The Dating Game: How Interviewing for a Job and Finding Love Are Similar

 

When I began my career at Govig & Associates, I was an executive recruiter on our Biopharma team. I noticed that a lot of tenured executives would compare interviewing to dating. This was a curious comparison to me, but as I learned more, I realized that they were correct.

If it’s time to make a change, whether it be in your dating life or in your career, the steps are actually rather similar.

First, you’re going to prospect. You might join an online dating service, access your network, and agree to be set up on some blind dates. Before even agreeing to these, you’ll probably research that person on social media or ask your family and friends about them. You’ll want to learn more before agreeing to the setup.

In interviews, it’s the same thing. You’ll go to online job boards to search for jobs or companies that interest you. Before applying, you’d check a site like Glassdoor, look at stock information, or read news about the company trends they’ve gone through to provide more information.

Second, once you’ve decided to go on the date, it’s time for the first meeting. Most people don’t go on a first date with the intention of a marriage proposal at the end of it. It’s just a time to get to know one another. You ask questions, learn about each other, and decide if your interests and goals are similar.

This is very similar to the interview process. I stress to a lot of candidates that agreeing to go on a first interview is not a commitment to that job; it’s just a commitment to learning more about the company and for them to learn more about you. Use this to your advantage—ask good questions that will give you more serious information about the company.

Third, if the first date or interview went well, you’ll enter into a relationship.

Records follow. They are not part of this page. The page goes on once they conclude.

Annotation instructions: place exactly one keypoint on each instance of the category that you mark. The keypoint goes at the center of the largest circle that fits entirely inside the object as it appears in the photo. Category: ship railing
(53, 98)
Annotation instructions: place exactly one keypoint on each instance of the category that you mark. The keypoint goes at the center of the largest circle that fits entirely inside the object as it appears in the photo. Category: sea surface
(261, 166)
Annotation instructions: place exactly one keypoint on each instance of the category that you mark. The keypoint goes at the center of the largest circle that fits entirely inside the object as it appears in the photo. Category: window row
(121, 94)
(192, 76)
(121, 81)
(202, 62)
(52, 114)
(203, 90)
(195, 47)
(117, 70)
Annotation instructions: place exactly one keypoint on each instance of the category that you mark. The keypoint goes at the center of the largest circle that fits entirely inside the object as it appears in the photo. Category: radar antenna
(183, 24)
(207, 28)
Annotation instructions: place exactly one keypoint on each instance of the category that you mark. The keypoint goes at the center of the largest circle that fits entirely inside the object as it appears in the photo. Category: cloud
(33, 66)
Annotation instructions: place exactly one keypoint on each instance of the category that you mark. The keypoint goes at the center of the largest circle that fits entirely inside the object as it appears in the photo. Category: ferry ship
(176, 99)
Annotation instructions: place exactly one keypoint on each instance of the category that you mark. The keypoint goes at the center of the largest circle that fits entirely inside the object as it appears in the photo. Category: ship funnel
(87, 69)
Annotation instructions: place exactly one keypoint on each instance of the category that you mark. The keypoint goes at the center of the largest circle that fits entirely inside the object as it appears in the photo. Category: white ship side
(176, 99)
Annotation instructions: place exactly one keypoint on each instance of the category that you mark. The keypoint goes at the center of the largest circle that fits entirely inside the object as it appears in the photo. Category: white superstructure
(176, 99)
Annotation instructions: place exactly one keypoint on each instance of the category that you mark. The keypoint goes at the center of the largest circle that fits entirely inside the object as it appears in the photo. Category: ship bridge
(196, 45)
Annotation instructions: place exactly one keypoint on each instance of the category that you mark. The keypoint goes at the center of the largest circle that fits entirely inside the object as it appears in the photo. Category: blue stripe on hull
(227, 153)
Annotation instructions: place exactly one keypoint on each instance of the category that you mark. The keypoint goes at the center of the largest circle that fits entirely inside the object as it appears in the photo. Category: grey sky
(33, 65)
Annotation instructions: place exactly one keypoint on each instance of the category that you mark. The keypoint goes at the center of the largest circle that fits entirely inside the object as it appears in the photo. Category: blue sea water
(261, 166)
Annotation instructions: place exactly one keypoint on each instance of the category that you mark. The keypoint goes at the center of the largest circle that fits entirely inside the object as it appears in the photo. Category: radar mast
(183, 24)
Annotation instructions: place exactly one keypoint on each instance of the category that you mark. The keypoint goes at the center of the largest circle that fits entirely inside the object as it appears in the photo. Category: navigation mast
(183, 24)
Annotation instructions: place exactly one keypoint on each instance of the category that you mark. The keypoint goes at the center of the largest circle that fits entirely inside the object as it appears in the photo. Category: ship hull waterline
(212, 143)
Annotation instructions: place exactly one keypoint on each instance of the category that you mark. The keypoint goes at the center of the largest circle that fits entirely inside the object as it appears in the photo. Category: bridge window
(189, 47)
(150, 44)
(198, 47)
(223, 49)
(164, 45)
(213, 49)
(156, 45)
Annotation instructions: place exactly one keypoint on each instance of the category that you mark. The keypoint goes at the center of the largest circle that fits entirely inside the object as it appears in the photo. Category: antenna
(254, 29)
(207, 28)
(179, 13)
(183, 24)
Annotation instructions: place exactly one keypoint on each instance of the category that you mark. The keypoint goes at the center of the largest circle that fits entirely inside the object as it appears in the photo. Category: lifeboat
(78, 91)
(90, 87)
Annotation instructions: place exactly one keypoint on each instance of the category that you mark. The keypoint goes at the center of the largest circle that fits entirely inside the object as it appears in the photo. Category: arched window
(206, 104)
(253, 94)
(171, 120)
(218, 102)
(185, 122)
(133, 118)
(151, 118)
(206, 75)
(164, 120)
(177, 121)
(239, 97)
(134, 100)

Sometimes this could lead to meeting family and friends, which I also call the team interview.

“Most people don’t go on a first date with the intention of a marriage proposal at the end of it.”

And if that all continues to go well, it could lead to the final stages. In dating, this would mean a marriage proposal. With a marriage proposal, there are a lot of logistical aspects that need to be organized: the timing, the ring, the delivery, and so on. Typically, a lot of things have been discussed with your partner before extending this proposal, so the likelihood of acceptance is rather high.

This is the same in the interview process when you get to the point of the job offer being extended. Like the proposal, many logistical aspects need to be put together: start date, compensation, title, etc. A lot of these will have already been discussed in the interview(s), so the expectations are managed appropriately and the likelihood of having the offer be accepted is high.

As you can see, dating and interviewing can be very similar. Both can be stressful and emotional, but we do them because the outcome for our personal and professional growth is positive.